Y no sería la única vez; en 1531 llegó el
Tepitonzahuatl, la “pequeña lepra”,
el temible Sarampión. El Tifus o Matlazahuatl,
conocido popularmente como Tabardillo o Tabardete, azotó
también a la recién nacida Nueva España durante
1526, 1533, 1536, 1564, 1588 y 1596. Cabe decir que durante el
virreinato fueron tantas las epidemias, y tan variadas, que muchas
veces ni siquiera era posible identificarlas con precisión.

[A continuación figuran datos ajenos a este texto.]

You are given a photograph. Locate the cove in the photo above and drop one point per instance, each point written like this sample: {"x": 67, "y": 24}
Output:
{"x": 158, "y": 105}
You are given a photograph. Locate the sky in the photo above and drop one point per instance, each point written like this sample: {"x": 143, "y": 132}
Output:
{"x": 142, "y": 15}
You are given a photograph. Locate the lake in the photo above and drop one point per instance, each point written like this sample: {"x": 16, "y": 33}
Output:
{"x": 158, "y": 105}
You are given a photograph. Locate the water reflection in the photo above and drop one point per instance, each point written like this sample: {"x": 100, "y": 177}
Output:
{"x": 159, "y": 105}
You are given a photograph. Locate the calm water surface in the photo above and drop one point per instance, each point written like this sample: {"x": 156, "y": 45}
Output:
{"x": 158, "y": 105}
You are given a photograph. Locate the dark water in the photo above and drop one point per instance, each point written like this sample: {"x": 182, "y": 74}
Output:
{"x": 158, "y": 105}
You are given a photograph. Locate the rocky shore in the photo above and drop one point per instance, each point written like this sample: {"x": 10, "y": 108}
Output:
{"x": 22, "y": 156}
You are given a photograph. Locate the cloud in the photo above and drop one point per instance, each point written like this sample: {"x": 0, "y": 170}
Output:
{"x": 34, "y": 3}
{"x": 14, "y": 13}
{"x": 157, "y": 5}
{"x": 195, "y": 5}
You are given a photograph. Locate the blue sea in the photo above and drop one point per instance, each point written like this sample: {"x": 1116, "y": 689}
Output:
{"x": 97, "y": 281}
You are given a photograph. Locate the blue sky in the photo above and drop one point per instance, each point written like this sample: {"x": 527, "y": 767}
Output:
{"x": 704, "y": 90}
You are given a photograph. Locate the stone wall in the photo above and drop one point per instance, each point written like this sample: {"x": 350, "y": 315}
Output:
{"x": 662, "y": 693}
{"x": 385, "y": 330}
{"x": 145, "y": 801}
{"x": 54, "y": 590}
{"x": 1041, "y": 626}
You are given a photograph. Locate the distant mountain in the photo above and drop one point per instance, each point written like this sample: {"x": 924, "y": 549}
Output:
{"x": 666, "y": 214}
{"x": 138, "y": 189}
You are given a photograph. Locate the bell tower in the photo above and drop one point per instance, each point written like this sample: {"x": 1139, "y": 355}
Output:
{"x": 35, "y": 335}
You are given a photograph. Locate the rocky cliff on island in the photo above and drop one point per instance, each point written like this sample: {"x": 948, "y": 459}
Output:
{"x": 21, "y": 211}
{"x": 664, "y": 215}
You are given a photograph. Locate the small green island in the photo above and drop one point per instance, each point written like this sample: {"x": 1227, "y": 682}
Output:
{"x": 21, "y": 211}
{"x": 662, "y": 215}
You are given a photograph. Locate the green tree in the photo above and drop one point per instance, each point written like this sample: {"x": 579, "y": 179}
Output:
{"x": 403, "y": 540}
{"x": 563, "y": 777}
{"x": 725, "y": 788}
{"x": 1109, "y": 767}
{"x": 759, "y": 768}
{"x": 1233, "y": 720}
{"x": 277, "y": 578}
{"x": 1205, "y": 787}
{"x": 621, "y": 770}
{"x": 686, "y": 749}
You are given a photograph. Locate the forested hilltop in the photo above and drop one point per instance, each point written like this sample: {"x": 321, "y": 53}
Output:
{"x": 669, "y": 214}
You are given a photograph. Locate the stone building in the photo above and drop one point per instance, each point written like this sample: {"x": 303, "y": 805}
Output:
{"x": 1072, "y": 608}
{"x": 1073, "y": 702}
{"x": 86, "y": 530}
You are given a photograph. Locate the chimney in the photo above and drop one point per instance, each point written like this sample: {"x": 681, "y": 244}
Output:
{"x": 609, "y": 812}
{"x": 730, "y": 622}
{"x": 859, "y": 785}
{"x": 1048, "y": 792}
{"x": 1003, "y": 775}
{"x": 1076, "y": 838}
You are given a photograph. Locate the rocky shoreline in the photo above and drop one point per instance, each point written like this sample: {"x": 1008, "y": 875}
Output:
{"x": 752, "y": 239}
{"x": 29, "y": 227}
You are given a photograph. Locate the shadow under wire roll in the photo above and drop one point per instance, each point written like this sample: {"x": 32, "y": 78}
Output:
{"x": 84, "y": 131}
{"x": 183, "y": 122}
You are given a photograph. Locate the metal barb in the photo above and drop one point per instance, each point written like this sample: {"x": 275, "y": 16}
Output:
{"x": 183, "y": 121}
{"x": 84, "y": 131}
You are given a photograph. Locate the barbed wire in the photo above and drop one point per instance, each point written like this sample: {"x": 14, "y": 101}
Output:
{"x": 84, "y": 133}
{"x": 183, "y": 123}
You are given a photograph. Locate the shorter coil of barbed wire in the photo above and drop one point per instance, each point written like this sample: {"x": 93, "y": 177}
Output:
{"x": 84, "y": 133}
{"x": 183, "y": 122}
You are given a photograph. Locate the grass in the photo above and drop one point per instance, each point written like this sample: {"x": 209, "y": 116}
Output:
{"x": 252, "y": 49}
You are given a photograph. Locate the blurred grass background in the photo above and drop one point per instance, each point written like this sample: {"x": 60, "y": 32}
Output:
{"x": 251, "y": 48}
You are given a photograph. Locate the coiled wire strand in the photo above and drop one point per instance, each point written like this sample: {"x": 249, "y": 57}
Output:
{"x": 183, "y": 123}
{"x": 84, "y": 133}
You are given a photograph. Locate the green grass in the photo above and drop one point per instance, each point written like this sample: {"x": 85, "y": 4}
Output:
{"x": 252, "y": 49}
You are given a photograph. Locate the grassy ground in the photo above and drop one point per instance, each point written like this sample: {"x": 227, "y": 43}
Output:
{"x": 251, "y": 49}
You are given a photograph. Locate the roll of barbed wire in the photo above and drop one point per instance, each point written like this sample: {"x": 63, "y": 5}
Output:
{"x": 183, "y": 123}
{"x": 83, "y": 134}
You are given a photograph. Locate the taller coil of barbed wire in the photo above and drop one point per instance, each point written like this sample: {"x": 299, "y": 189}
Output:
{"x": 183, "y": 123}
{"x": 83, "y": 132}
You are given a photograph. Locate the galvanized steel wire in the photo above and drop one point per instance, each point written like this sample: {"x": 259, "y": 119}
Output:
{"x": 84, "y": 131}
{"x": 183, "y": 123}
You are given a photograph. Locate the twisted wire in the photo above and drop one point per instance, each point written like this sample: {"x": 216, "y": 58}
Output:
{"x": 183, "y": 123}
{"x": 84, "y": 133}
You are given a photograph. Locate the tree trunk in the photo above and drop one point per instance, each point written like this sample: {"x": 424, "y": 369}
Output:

Así fue como se sucedieron casi indefinidamente brotes
de Parotiditis, Varicela y Difteria, que los indios designaron
junto con la Viruela, el Sarampión y el Tifus bajo el nombre
genérico de Cocoliztli, “la Enfermedad”.
En conjunto estas pandemias terminaron hacia 1545 con la vida
de unos 800,000 indios; apenas un año después las
bajas sumaban ya unos dos millones. No resulta raro, pues, que
aún en nuestros días cuando algo no sale bien o
sufrimos una racha desfavorable de eventos, digamos sabiamente
que la cosa “Está del Cocol”…
Tampoco sería extraño encontrar en ese contexto
desesperado el origen del temido y perverso “Coco”,
personaje mítico que incluso hoy causa gran temor a los
niños. La verdad es que el miedo a este extraño
personaje resulta completamente irracional, pues nadie nos dijo
nunca cómo es el dichoso “Coco”, de dónde
viene, dónde se esconde o con qué asusta, si es
que realmente lo hace. Hoy podemos dormir tranquilos, pues no
hay tal monstruo; la palabra “Coco” era solamente
un recurso de muchos padres de la antigüedad para decir a
sus hijos cosas como “Pórtate bien o te enfermarás”,
o más bien, “Obedece o te agarra el Cocoliztli”.
De seguir así las cosas lo más probable es que,
a pesar de todo, la Ciudad de México y sus alrededores
lucharán por siempre contra lo invisible en una más
de sus interminables y complejas Guerras Microscópicas.